I'd be grateful if people could help me find an efficient way (probably low memory algorithm) to tackle the following problem.
I need to find the stationary distribution x
of a transition matrix P
. The transition matrix is an extremely large, extremely sparse matrix, constructed such that all the columns sum to 1. Since the stationary distribution is given by the equation Px = x
, then x
is simply the eigenvector of P
associated with eigenvalue 1.
I'm currently using GNU Octave to both generate the transition matrix, find the stationary distribution, and plot the results. I'm using the function eigs()
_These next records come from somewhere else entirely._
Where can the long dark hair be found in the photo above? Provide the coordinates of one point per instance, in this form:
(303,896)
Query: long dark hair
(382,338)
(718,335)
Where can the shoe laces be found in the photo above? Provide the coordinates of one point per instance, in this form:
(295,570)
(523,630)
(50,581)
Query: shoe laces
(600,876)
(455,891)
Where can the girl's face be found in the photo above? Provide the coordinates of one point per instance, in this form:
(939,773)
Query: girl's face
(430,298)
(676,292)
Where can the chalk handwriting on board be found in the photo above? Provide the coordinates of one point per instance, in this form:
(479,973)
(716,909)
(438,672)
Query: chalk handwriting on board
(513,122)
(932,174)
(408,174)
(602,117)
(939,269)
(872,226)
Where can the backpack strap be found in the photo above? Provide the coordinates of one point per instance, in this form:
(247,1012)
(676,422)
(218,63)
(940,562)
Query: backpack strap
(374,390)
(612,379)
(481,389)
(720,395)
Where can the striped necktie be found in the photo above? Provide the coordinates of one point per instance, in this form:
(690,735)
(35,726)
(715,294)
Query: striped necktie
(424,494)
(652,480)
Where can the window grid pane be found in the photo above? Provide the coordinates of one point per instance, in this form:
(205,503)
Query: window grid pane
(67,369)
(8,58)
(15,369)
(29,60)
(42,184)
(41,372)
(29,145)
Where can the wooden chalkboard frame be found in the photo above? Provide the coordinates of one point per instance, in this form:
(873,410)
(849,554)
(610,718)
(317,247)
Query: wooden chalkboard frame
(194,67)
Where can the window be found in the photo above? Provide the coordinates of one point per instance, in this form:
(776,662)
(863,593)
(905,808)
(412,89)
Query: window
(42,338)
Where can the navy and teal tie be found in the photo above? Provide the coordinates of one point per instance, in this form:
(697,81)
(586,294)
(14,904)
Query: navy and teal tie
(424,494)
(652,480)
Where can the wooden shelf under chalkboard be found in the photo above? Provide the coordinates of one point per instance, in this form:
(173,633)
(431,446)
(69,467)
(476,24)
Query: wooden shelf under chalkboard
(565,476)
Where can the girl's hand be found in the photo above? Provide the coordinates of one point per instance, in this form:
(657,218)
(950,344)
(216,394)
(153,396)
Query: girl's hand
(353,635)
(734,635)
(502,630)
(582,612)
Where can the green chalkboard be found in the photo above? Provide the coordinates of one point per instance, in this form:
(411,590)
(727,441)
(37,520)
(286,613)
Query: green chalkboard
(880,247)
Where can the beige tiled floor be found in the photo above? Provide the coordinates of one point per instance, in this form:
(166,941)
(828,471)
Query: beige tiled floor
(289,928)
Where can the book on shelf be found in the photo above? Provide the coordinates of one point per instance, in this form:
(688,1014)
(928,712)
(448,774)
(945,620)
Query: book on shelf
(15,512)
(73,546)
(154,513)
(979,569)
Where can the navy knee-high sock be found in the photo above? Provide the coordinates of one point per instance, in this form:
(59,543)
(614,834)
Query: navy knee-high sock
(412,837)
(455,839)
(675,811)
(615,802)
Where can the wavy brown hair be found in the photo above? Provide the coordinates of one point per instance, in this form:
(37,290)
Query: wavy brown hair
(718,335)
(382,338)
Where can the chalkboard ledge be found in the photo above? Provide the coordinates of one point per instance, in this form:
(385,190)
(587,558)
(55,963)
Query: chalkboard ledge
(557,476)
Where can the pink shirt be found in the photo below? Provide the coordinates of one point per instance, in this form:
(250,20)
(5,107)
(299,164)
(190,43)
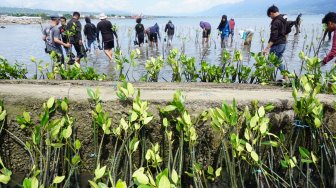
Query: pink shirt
(332,52)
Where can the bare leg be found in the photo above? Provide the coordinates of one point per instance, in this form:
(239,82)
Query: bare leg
(109,54)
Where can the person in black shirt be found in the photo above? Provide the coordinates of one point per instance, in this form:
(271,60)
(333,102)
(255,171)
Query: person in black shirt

, which calculates both eigenvalues and eigenvectors, and it is possible to return just one eigenvector, where the eigenvalue is 1 (I actually had to specify 1.1, to prevent an error). Construction of the transition matrix (using a sparse matrix) is fairly quick, but finding the eigenvector gets increasingly slow as I increase the size, and I'm running out of memory before I can examine even moderately sized problems.
My current code is
[v l] = eigs(P, 1, 1.01);
x = v / sum(v);
Given that I know that 1 is the eigenvalue, I'm wondering if there is either a better method to calculate the eigenvector, or a way that makes more efficient use of memory, given that I don't really need an intermediate large dense matrix. I naively tried
n = size(P,1); % number of states
Q = P - speye(n,n);
x = Q\zeros(n,1); % solve (P-I)x = 0
which fails, since Q is singular (by definition).
I would be very grateful if anyone has any ideas on how I should approach this, as it's a calculation I have to perform a great number of times, and I'd like to try it on larger and more complex models if possible.
As background to this problem, I'm solving for the equilibrium distribution of the number of infectives in a cattle herd in a stochastic SIR model. Unfortunately the transition matrix is very large for even moderately sized herds. For example: in an SIR model with an average of 20 individuals (95% of the time the population is between 12 and 28 individuals), P
is 21169 by 21169 with 20340 non-zero values (i.e. 0.0005% dense), and uses up 321 Kb (a full matrix of that size would be 3.3 Gb), while for around 50 individuals P
uses 3 Mb. x
itself should be pretty small. I suspect that eigs()
has a dense matrix somewhere, which is causing me to run out of memory, so I should be okay if I can avoid using full matrices.